Am 3. Juni 2004 eröffneten das Schul- und Sportdepartement der Stadt Zürich und die Schweizerische Alzheimervereinigung gemeinsam das «Parterre Suisse», ein riesiges, begehbares Luftbild in der Badeanlage Mythenquai in Zürich. Über 11’000 km2 der Schweiz laden ein, das eigene Orientierungsvermögen zu testen - und mehr über Störungen zu erfahren, die die Wege im Gehirn blockieren.
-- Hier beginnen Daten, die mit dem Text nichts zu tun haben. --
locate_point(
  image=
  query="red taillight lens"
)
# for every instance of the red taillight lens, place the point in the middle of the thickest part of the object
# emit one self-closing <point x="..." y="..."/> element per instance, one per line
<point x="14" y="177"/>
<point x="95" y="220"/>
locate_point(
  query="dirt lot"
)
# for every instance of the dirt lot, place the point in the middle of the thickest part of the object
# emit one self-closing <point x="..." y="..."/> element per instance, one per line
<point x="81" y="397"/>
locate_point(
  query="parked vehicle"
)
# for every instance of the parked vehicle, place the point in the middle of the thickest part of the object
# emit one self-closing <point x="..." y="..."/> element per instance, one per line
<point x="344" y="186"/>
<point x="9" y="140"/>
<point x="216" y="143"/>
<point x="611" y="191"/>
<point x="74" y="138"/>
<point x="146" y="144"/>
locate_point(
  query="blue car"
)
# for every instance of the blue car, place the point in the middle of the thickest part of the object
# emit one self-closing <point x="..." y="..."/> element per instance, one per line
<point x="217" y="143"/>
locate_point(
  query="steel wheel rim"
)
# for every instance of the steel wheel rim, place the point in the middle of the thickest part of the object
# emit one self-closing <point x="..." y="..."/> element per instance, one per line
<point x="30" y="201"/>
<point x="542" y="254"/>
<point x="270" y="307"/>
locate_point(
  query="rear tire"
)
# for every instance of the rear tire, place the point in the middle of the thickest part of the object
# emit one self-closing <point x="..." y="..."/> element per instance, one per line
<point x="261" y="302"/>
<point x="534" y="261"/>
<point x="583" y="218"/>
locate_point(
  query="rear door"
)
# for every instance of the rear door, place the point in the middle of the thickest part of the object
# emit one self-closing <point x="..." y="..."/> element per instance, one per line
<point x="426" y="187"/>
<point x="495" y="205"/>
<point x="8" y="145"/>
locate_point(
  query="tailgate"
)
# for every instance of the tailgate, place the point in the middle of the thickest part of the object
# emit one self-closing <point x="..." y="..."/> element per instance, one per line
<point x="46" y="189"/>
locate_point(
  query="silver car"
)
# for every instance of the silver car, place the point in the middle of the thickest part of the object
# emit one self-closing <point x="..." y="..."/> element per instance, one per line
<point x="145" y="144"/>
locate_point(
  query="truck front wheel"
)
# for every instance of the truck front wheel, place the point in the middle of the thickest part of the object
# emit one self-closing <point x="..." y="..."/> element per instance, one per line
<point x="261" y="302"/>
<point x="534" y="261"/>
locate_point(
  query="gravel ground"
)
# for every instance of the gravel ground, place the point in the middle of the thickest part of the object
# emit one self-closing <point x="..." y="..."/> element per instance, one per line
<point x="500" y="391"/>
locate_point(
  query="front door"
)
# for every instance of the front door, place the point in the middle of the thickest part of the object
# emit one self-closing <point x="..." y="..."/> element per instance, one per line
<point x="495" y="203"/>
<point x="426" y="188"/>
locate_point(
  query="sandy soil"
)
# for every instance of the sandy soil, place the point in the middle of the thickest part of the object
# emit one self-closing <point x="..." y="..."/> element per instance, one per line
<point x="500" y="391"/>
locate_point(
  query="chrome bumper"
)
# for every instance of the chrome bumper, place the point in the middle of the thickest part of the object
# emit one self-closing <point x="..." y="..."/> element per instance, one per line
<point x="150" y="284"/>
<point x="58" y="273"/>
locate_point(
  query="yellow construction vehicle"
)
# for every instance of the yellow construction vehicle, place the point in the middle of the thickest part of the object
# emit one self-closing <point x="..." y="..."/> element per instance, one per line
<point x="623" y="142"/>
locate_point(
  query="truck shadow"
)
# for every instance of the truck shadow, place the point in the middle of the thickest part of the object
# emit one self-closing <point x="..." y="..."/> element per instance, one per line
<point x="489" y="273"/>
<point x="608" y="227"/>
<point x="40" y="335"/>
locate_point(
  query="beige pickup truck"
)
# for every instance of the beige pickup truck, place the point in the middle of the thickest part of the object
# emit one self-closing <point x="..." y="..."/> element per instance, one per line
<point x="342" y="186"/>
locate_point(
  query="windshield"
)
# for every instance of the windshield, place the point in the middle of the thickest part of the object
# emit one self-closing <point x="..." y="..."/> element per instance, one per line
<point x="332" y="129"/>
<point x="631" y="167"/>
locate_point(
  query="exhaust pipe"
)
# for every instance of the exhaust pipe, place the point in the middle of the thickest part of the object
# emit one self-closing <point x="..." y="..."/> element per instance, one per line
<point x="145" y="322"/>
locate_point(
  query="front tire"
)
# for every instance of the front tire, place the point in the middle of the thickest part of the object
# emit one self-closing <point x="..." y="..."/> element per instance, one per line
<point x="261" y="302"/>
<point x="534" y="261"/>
«Parterre Suisse» ist das Kernstück einer Informations- und Sensibilisierungsaktion, die in allen Badeanlagen der Stadt Zürich stattfindet. Das Luftbild am Mythenquai im Massstab 1:10’000 hat eine Ausdehnung von 97 km in der Breite und 120 km in der Länge. Die hohe kartographische Auflösung - jedes Haus zwischen Rorschach und Chur ist erkennbar - lädt zu einem Streifzug durch die Schweiz ein.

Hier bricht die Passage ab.